Understanding how Ollama uses Intel CPU cores becomes important when models exceed VRAM capacity, as CPU performance directly impacts offloaded layer inference speed.
Purpose of This Benchmark
The primary goal was measuring inference speed under realistic conditions. I already knew from experience that Mistral Small 3.2 24B excels at language quality while Qwen3 14B offers superior instruction-following for my specific use cases.
This benchmark answers the practical question: How fast can each model generate text, and what’s the speed penalty for exceeding VRAM limits?
The test parameters were:
- Context size: 19,000 tokens
- Prompt: “compare weather and climate between capital cities of australia”
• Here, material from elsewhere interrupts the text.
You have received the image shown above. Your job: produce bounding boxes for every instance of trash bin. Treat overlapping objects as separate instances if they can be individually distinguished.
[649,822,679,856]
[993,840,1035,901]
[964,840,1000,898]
- Metric: eval rate (tokens per second during generation)
Ollama Installation and Version
All tests used Ollama version 0.15.2, the latest release at the time of testing. For a complete reference of Ollama commands used in this benchmark, see the Ollama cheatsheet.
To install Ollama on Linux:
curl -fsSL https://ollama.com/install.sh | sh
Verify installation:
ollama --version
If you need to store models on a different drive due to space constraints, check out how to move Ollama models to a different drive.
Models Tested
The following models were benchmarked:
| Model | Parameters | Quantization | Notes |
|---|---|---|---|
| gpt-oss:20b | 20B | Q4_K_M | Fastest overall |
| gpt-oss:120b | 120B | Q4_K_M | Largest tested |
| qwen3:14b | 14B | Q4_K_M | Best instruction-following |
| qwen3-vl:30b-a3b | 30B | Q4_K_M | Vision-capable |
| ministral-3:14b | 14B | Q4_K_M | Mistral’s efficient model |
| mistral-small3.2:24b | 24B | Q4_K_M | Strong language quality |
| devstral-small-2:24b | 24B | Q4_K_M | Code-focused |
| glm-4.7-flash | 30B | Q4_K_M | Thinking model |
| nemotron-3-nano:30b | 30B | Q4_K_M | NVIDIA’s offering |
To download any model:
ollama pull gpt-oss:20b
ollama pull qwen3:14b
Understanding CPU Offloading
When a model’s memory requirements exceed available VRAM, Ollama automatically distributes model layers between GPU and system RAM. The output shows this as a percentage split like “18%/82% CPU/GPU”.
This has massive performance implications. Each token generation requires data transfer between CPU and GPU memory—a bottleneck that compounds with every layer offloaded to CPU.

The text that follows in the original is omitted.